Blair-West presents intriguing findings from research conducted in the USA on modern arranged marriages:
He cites Professor Robert Epstein's research, revealing that love in arranged marriages surpasses that in love marriages after five years, and by ten years, arranged marriages exhibit significantly higher levels of love.
Blair-West offers a profound definition of true love that fosters enduring relationships:
"True love is the feeling of being fully accepted by another who is committed to nurturing both your personal growth and their own." (03:08)
Key components include:
Blair-West concludes with actionable advice for those contemplating marriage:
He emphasizes the importance of these foundational questions over the elusive quest for a destined soulmate, advocating for a more pragmatic and sustainable approach to relationships.

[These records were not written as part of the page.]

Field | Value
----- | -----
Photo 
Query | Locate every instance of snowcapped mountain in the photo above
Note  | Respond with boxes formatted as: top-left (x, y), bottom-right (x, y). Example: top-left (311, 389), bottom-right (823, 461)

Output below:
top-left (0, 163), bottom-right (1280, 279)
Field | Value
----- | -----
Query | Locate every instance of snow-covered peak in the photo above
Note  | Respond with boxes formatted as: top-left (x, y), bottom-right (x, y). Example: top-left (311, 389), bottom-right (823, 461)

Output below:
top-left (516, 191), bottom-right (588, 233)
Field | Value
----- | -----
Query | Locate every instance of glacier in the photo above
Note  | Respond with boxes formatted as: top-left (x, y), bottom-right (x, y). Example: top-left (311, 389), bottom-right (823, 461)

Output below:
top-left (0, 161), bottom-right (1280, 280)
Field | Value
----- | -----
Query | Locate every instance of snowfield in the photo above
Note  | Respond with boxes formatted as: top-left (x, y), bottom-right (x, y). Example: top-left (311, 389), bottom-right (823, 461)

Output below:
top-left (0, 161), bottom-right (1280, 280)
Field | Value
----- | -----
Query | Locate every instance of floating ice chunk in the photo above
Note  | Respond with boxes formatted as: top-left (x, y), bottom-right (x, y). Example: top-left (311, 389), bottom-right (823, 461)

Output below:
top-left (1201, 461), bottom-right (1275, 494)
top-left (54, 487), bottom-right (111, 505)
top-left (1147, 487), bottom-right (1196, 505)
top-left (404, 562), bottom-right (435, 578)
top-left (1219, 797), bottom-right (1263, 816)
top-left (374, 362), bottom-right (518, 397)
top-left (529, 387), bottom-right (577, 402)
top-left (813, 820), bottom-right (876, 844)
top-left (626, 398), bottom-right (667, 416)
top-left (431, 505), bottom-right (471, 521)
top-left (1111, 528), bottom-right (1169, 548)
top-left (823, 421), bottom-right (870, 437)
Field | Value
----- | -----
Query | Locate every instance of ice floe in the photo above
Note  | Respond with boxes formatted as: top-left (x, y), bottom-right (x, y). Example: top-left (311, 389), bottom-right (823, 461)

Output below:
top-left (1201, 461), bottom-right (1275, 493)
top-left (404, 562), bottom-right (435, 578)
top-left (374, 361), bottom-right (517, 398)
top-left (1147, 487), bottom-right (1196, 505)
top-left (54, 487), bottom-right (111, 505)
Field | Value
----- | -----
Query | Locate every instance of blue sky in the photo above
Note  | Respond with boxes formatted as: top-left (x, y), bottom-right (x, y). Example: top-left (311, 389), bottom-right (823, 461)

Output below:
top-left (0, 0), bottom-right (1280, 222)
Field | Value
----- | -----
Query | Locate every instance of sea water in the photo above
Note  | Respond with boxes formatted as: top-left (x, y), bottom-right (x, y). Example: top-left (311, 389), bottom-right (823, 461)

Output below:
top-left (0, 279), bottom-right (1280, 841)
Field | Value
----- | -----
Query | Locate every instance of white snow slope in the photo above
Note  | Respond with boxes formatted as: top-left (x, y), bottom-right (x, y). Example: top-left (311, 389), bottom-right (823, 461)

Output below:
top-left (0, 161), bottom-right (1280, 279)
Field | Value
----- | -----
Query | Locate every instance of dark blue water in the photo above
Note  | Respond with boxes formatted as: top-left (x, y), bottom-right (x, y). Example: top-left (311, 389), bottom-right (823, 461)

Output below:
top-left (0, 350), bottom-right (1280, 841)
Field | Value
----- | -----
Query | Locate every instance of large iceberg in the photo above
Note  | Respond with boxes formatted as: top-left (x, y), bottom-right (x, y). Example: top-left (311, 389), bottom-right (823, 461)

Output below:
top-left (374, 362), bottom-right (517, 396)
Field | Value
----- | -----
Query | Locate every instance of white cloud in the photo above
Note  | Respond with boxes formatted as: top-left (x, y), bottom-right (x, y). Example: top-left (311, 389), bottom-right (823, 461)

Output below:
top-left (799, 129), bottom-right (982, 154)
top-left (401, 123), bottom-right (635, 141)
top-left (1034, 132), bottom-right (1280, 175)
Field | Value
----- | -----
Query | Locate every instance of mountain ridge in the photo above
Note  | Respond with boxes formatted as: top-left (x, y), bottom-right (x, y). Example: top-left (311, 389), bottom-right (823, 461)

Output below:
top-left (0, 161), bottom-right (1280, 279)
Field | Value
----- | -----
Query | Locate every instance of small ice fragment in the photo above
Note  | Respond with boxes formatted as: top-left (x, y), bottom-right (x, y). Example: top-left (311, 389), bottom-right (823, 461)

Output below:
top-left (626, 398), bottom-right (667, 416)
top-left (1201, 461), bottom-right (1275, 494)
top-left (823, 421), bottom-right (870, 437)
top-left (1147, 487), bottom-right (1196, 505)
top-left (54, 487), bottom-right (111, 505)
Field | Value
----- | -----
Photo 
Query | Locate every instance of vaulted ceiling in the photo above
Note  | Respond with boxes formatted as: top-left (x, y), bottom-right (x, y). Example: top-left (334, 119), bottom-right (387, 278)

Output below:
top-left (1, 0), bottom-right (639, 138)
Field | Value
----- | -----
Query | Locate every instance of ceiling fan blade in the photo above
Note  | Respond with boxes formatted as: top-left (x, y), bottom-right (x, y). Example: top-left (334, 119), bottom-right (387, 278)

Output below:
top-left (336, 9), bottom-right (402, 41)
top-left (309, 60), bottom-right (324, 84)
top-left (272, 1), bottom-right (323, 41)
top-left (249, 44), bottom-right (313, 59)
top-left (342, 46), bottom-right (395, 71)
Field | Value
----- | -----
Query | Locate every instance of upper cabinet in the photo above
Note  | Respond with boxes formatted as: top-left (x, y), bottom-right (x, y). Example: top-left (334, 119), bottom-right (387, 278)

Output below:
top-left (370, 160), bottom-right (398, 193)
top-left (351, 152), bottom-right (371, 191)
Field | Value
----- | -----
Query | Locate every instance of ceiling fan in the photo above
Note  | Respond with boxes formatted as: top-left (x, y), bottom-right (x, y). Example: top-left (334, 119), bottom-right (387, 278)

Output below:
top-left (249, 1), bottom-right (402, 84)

George Blair-West's insightful talk challenges traditional narratives around romantic love and marriage. By integrating the wisdom of arranged marriages with modern values of consent and personal growth, he offers a transformative perspective on building lasting, fulfilling relationships. His emphasis on commitment, acceptance, and mutual nurturing provides a robust framework for individuals seeking enduring partnerships beyond the myth of "the one."
On Misconceptions of Marriage:
"Are your partner the one is the wrong question." — George Blair-West (03:08)
Defining True Love:
"True love is the feeling of being fully accepted by another who is committed to nurturing both your personal growth and their own." — George Blair-West (03:08)
On Commitment vs. Romantic Love:
"When people marry for love, they hope the love carry them through the tough times, the conflict, the life stressors. But romantic feelings do not coexist well beside the feelings that go with stress and conflict." — George Blair-West (03:08)
Blair-West's talk serves as a catalyst for rethinking the foundations of romantic relationships. It encourages listeners to:
By adopting his framework, individuals can foster more resilient and meaningful partnerships, ultimately contributing to personal fulfillment and societal well-being.